Yes I would, however, the logistics of adopting the purchasing of the whole animal is very challenging when you’re a small operation. Now, 17 years into the business we have more suppliers, producers, consumers etc so it’s not as much of a struggle. However, earlier on it was a challenging element. In saying that, I acknowledge that not all butchers have the capacity for the amount of investment that running a smaller, whole animal butchery requires which is completely understandable but I would love to see more butchers operate like we do. And to do this we need to see more localisation and greater strength in supporting our communities and the businesses operating locally within our communities.

How do you as owners of Feather and Bone Butchery feel about the rise of alternative lab grown meats? In a time of mass information and misinformation, do you feel as though the Australian populace is being exposed to a sound understanding of both the livestock industry and the lab meat industry?

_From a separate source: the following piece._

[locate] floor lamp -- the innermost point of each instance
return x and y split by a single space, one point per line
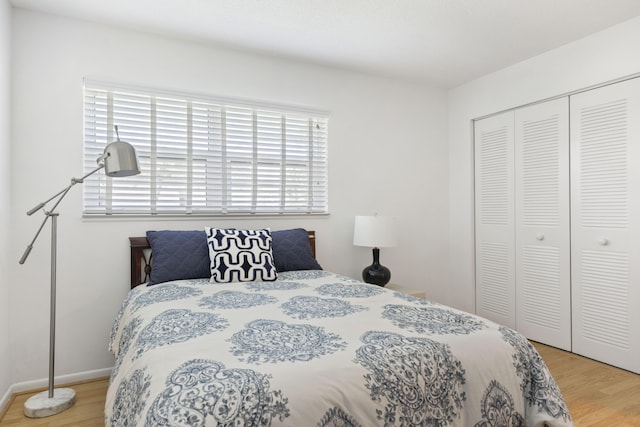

Personally, I don’t understand why anybody would choose a highly processed product over a product that has integrity and demonstrated to be full of nutrition and goodness. From a health perspective it doesn’t make sense to
me. We really do not understand the complex interactions that occur in natural farming systems – the network of soil, plants, insects and animals – so I cannot see how we can make something that even closely approximates the benefits of eating naturally-grown food that we’re evolved to eat. I am yet to see any really convincing evidence that laboratory meat is nutritionally superior to an animal based meat source. Then there are a host of ethical questions around the ownership of the technology, the environmental and cultural impacts and so on.

I think what we really need to focus on is the larger challenge of making our country healthy. At the moment we currently have a very large portion of Australians that would be classified as unhealthy and on a trajectory towards chronic disease. We’re seeing this more and more within our children. For me, it doesn’t make sense to feed such communities further processed food. Instead we should be feeding them food that is coming out of natural systems that our bodies have been designed to absorb, whether it be plants or animals.

I also think, if you don’t want to eat meat then that’s completely fine. Focus on eating really high quality vegetables and not a processed alternative trying to replace it. And instead of this being a conversation around what we do and don’t eat, we need to start having conversations about the quality of whatever it is we do eat. Lab meat is more about the quest for profit and the new markets than it is about feeding the world or saving the planet.

What does regeneration mean to you?

Regeneration is a state of mind. It is about flexibility, humility, generosity, agility, inventiveness, optimism – all anchored in an understanding that our survival depends on accepting that we are part of, not apart from, nature.